Abdullah Öcalan, Ulus Devlet formunun kapitalizmin derinleşmesine ve yaygınlaşmasına hizmet ettiğini 30 sene sonra fark ettiği için terörden müzakere çizgisine geçtiğini anlatıyor kitabında. Akan kanın durması için bir Marksist’in aklının başına gelmesini 30 sene beklemek gerekmiş. Ne kadar acıklı bir durum. Gorbaçov’un itirafı bundan farksız.

Ali Bulaç üretim yapıyor. Ömrümüz varsa 20 sene sonra bizim de teslime mecbur kalacağımız büyük bir hakikate ışık tutuyor. Onu klasik ve lâik retoriklerle eleştirenlerse sadece tüketiyorlar. Zamanı, hakikati ve umudu.

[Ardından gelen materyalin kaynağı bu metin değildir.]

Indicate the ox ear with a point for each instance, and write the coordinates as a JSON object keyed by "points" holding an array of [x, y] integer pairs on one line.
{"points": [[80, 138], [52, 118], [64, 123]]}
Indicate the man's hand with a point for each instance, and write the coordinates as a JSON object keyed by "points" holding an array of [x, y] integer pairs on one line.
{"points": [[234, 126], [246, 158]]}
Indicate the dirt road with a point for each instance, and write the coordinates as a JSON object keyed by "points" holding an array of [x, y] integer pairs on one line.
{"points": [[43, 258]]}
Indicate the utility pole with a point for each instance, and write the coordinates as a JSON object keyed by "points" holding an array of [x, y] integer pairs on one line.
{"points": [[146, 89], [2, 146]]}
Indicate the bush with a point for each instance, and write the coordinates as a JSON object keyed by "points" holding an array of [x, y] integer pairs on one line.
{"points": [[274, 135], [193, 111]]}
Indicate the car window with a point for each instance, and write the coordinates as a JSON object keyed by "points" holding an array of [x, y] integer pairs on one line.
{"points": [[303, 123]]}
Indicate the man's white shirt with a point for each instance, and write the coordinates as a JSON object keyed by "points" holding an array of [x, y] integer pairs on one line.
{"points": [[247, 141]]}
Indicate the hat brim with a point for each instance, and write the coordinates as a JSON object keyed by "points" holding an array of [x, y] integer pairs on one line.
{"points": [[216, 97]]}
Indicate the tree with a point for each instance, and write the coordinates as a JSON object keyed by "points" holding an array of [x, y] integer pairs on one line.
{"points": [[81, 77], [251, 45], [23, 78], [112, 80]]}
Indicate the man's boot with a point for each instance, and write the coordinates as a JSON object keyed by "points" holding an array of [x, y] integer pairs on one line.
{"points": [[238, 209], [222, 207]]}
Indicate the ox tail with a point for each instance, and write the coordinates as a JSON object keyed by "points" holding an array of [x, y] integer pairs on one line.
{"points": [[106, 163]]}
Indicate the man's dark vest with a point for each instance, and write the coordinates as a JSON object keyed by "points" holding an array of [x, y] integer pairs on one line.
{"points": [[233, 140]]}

Evliyim. Eşim çalışıyor. Hem de çok çalışıyor. Onu çok seviyorum. Fakat o kadar çalışmak doğasına aykırı olduğu için evimizin huzur organizatörü olamıyor. Çünkü o modern bir köle durumunda. Çok geceler kalkıp ona süt içiriyorum. Hemen her sabah kahvaltısını hazırlıyorum. Hayatımız bir türbülans ânında dondurulmuş gibi. Evliliğimi ayakta tutabilmek için akla hayâle gelmedik yollara gidiyorum. Annelik yoksa insanlık yoktur Melih Bey. Çevremdeki birçok insanın kısık sesle dillendirdiği çok büyük bir çığ geliyor üstümüze doğru. Ancak sorumluluk mevkiindekiler bir kısım ideolojik takıntılar yüzenden bunu görmek istemiyorlar. Olan çocuklarımıza oluyor. Çocuklarımıza ve insanlık ağacımıza. Bence de kadın esas olarak evinde gerek. Okuyan, yazan, kafası aydın ve çocuklarını yetiştirmek için kendisini sürekli üreten bir anne olmalı. Erkek eve geldiğinde bir cennete geldiğini hissetmeli.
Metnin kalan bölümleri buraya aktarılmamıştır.